Él se volvió y le dio la espalda, y ella dejó caer la mano.
—Estas cicatrices me las hice yo mismo.
—Todos nos las hacemos antes o después.
—Mery me miró y echó a correr como si yo fuera un abismal.
—Lo siento mucho —repuso Elissa, que se acercó a su espalda y lo envolvió en sus brazos.
El Protegido deseaba apartarla, pero una parte de él se derritió en su abrazo. Se volvió y la estrechó a su vez, inhalando su olor, tan familiar. Cerró los ojos, abriéndose al dolor y dejándolo salir.
Pasado un rato, Elissa se echó hacia atrás.
—Quiero ver lo que le has mostrado a ella.
Él sacudió la cabeza.
—Yo…
—Shhh… —le dijo con suavidad y metió un dedo bajo la capucha para ponerlo sobre sus labios. Él se tensó cuando sus manos se alzaron, despacio y apartaron la tela. El miedo le recorrió, helándole la sangre, pero permaneció inmóvil como una estatua, resignado a lo que tuviese que ocurrir.

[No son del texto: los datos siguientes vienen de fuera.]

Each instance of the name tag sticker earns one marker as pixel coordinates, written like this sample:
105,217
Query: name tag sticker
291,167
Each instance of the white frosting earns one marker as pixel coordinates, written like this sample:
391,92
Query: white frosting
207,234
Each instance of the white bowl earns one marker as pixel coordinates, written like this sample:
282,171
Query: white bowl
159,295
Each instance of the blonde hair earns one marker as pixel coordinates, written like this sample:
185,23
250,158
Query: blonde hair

Como había pasado con Mery, los ojos de Elissa se abrieron de par en par y jadeó por la sorpresa, pero no retrocedió. Simplemente, se le quedó mirando, asumiéndolo.
—Antes no apreciaba los grafos —dijo después de un rato—. Para mí sólo eran un instrumento, como un martillo o el fuego. —Alargó la mano y le tocó la cara. Sus dedos suaves recorrieron los grafos en sus cejas, su mandíbula, su cráneo—. Sólo ahora, al trabajar en esta tienda, he llegado a apreciar lo hermosos que pueden llegar a ser. Cualquier cosa que proteja a los que amamos, es hermosa.
Él se tambaleó torpemente, mientras su voz se ahogaba en sollozos, pero Elissa lo recogió en su firme abrazo y le sirvió de apoyo.
—Bienvenido a casa, Arlen. Aunque sea sólo por una noche.